Y por no hablar de otras consecuencias no tan divertidas: las horas extraordinarias hasta muy entrada la madrugada, ensayando a las órdenes de un profesor que no pierde ocasión de ponernos en tutú, y que nos sonríe melifluamente cuando por un azar no nos equivocamos; el estado de abandono en el que tengo a mi mujer y a mis hijas adolescentes, aunque afortunadamente parece que han entablado buena amistad con un butanero nigeriano muy buen chaval, al que los continuos fallos en la instalación hacen aparecer mucho por mi casa; el presupuesto del departamento estirándose hasta límites insospechados ¾hay que pagar a los becarios y subcontratados ¾, y ello repercutiendo en nuestros sueldos cayendo de manera correlativa; y, en fin, un sinfín de penalidades aparte, que prefiero no enumerar porque nunca he sido de los que lloran.

Pero si el ministro supiera lo de las reuniones clandestinas de nuestra sociedad secreta, y la gran cantidad de carcajadas malévolas que inundan el aire en las mismas, se le congelaría su estúpida sonrisa y malditas las ganas que se le iban a quedar de cumplir el dichoso protocolo de Kioto.

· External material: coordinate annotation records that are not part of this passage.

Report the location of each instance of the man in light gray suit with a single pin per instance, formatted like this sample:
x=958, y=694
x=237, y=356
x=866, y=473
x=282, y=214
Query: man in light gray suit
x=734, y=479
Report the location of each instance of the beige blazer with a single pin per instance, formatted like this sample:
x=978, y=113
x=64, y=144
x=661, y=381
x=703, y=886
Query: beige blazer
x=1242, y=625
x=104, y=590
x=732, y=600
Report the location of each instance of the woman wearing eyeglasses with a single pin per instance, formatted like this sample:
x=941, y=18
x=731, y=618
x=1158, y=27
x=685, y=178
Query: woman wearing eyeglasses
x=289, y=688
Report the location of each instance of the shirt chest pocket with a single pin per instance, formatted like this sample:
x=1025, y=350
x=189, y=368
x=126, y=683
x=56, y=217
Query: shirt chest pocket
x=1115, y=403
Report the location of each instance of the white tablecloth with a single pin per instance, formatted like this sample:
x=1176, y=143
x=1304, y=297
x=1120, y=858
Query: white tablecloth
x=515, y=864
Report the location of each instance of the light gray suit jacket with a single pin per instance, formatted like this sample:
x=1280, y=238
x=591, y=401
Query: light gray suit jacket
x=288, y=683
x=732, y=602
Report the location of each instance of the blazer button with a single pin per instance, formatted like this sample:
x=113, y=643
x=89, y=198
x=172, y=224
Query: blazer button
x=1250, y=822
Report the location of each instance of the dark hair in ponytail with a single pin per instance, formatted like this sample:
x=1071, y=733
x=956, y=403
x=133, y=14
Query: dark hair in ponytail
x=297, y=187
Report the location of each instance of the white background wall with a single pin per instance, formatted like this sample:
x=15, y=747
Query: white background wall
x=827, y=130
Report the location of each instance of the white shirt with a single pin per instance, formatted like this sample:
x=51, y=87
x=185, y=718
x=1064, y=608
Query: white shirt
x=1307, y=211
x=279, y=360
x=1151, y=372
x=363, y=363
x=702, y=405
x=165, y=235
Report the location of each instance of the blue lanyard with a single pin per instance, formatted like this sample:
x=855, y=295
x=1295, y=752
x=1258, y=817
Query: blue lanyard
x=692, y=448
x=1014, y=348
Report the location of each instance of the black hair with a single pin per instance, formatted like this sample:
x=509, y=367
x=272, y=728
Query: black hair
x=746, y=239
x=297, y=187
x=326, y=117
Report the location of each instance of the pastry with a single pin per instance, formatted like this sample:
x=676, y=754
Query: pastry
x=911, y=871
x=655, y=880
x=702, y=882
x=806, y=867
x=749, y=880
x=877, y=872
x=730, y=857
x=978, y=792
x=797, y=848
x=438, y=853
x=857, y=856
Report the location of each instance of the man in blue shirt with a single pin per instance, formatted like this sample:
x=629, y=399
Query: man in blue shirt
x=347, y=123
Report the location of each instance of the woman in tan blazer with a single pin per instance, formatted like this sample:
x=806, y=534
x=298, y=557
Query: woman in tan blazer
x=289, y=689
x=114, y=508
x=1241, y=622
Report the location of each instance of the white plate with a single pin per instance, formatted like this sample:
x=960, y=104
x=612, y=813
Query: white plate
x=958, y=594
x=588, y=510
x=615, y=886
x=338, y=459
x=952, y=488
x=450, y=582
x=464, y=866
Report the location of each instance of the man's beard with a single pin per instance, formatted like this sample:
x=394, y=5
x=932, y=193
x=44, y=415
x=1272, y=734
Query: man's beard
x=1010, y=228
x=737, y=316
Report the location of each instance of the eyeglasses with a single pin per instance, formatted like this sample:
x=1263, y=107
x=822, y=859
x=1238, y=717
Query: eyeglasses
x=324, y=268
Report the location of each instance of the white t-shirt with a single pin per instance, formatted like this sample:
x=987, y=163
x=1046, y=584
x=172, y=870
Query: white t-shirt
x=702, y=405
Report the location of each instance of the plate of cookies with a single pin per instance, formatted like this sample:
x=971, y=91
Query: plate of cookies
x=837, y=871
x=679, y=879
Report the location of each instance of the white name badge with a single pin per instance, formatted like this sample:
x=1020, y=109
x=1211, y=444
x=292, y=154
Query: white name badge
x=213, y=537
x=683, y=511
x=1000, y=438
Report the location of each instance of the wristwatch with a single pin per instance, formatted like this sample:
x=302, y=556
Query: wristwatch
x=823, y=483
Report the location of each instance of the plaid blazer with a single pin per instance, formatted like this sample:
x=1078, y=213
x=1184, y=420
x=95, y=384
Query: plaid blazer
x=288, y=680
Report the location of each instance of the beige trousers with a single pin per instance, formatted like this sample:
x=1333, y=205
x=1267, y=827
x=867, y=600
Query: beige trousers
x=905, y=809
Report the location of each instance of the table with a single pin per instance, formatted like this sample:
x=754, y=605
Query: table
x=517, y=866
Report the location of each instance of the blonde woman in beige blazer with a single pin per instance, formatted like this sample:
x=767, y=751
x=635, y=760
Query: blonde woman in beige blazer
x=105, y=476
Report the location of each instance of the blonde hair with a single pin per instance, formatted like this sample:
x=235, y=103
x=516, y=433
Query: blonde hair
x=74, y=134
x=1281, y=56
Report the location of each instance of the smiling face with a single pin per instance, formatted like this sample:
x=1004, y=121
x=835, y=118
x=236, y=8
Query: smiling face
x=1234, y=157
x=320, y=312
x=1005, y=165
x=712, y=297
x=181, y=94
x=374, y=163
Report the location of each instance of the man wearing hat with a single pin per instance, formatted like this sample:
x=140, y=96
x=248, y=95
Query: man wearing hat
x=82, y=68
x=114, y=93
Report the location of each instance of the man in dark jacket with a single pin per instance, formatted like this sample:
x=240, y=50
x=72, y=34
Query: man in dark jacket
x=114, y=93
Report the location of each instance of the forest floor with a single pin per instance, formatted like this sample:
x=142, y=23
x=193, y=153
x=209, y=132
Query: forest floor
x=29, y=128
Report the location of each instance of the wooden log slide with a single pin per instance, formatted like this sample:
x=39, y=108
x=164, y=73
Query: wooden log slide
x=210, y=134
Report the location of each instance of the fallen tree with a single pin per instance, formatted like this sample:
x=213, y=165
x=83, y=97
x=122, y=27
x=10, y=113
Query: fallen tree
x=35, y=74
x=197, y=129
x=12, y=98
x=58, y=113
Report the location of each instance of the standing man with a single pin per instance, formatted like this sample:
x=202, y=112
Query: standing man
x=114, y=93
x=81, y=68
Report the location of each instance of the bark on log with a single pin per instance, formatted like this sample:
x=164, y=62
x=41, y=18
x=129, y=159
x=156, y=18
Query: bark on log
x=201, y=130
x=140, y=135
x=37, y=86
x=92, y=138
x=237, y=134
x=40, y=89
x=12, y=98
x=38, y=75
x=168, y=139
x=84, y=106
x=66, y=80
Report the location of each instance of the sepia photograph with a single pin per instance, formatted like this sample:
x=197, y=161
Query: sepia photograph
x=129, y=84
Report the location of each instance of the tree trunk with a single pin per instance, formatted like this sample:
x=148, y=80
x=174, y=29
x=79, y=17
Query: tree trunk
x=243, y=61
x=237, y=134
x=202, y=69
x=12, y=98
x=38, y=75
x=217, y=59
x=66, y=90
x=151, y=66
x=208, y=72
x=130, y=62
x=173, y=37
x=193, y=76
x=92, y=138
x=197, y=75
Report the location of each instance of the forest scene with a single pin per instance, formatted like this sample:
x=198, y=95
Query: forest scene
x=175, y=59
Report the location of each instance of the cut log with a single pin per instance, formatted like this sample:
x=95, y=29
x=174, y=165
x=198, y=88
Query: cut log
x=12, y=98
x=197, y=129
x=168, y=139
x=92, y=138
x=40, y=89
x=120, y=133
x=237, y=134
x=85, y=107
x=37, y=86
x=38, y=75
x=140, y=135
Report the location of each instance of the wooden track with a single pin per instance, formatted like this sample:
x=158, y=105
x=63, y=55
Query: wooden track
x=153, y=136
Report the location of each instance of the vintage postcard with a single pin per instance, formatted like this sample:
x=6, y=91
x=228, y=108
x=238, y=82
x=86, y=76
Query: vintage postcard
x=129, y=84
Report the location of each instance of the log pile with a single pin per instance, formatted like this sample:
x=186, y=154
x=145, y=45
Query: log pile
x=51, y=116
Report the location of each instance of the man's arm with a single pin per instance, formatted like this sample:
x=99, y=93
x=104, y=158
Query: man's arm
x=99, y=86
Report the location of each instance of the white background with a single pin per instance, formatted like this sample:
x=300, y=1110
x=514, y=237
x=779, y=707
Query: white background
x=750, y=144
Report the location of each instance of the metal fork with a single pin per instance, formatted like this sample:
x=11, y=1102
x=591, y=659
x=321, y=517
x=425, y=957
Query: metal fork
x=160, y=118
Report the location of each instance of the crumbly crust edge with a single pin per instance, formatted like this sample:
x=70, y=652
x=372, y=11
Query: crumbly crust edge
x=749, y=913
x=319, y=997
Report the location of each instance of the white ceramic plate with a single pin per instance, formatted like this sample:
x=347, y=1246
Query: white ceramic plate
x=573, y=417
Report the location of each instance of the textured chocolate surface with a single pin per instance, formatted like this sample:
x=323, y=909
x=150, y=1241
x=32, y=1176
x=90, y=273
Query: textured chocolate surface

Comenzamos en febrero, al principio sólo éramos Benítez, Satrústegui y yo pero poco a poco la idea se fue haciendo popular entre los compañeros, hasta el punto que finalmente adoptamos la decisión de acudir a los encuentros disfrazados de extraterrestres. Fluyen las bebidas espirituosas y una densa niebla provocada por el humos de los cigarrillos se apodera del recóndito trastero donde nos congregamos, sólo se echa en falta música de jazz, unas barajas de póker y alguna chica de dudosa reputación para que el lugar recuerde a un tugurio de la época de la ley seca. Nos pasamos horas buscándole vicios ocultos o rincones turbios de su pasado, cualquier cosa que pueda ser usada para forzar un escándalo que les aparte a él y a sus veleidades tocapelotas del poder. No lo voy a negar, a veces me dan reparos porque este tipo de conducta está tipificada como falta muy grave en nuestras normas de régimen interno, y como nos pillen la sanción puede ser de las que hacen época. Dejando aparte las posibles consecuencias penales.

De momento el ministro parece limpio como una patena: nunca ha engañado a su mujer entre otras razones porque no está casado, tiene tantos amigos influyentes que no le fue necesario dejar ningún cadáver en su ascenso a la cumbre, acude todos los domingos a las misas de varias confesiones, y su afición a la cestería resulta difícil que pueda generar ningún tipo de alarma social.

Pero algún día le encontraremos algo. Y que se vaya preparando.